Jednym ze związkowców, który od dwudziestu lat przyjeżdża na pielgrzymkę jest Andrzej Wysocki. W Stoczni Gdańskiej pracował razem z Lechem Wałęsą. To smutne, ale Solidarność się starzeje, mówi pan Andrzej.
- Solidarność to tradycja naszego pokolenia. Młodzi tak nie bardzo na to patrzą - wystarczy zobaczyć w pocztach sztandarowych.
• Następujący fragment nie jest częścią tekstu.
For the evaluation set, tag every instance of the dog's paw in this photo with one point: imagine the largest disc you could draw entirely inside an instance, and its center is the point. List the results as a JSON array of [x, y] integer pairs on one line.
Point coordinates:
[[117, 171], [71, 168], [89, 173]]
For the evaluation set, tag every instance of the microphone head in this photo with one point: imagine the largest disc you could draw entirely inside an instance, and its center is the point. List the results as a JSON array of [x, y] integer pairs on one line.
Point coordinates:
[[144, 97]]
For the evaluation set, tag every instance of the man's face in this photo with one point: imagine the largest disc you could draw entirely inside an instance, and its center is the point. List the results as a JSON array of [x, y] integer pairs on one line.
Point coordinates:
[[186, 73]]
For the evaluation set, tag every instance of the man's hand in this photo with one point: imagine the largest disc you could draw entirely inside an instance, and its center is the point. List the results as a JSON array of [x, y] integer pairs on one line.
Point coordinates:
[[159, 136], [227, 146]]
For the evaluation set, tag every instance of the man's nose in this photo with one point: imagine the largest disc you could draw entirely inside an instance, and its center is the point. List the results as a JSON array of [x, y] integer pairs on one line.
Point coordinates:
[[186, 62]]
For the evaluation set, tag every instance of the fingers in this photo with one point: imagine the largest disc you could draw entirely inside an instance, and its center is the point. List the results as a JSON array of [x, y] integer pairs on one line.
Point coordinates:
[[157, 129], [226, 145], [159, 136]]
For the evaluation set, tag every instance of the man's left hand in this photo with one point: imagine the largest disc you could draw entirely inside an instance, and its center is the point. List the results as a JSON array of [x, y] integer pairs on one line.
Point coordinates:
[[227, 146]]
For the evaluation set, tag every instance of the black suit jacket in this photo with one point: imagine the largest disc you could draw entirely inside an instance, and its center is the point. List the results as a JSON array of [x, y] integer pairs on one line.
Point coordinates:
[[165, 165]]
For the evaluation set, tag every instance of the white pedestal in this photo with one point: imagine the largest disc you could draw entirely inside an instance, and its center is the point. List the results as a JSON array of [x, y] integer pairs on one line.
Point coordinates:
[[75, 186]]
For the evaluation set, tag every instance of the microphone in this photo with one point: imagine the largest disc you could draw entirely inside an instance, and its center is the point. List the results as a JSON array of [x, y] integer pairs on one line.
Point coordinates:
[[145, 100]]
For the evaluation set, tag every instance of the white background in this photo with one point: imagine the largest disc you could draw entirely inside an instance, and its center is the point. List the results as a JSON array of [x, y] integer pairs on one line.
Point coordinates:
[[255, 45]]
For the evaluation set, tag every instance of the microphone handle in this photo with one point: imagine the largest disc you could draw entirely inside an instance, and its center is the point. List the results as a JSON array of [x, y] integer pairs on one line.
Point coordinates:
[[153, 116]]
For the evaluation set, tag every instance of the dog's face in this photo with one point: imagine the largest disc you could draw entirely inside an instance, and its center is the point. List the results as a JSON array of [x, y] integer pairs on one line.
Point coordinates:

Trzeba młodych werbować a tu sami starsi jesteśmy - aż przykro na to patrzeć - dodawał związkowiec.
Zapytaliśmy ministra i związkowca o słowa byłego przewodniczącego - Lecha Wałęsa podczas niedawnej wizyty we Francji powiedział, że Europa potrzebuje świeckiego dekalogu.
- To jest bardzo smutna wypowiedź. Wspólnota Europejska to głęboko chrześcijański twór. Teraz, te wypowiedzi negujące ten sposób myślenia to przykład na smutną drogę byłego przewodniczącego - mówi Jan Dziedziczak.
Andrzej Wysocki jest bardziej radykalny. - Nasz Wałęsa "Bolek" niech się ugryzie w język i niech powie jak to z nim naprawdę było, wtedy będzie zgoda między związkowcami, bo ludzie jednak są podzieleni - mówił Wysocki.
Po mszy w bazylice związkowcy złożyli kwiaty i modlili się też pod pomnikiem patrona Solidarności - ks. Jerzego Popiełuszki.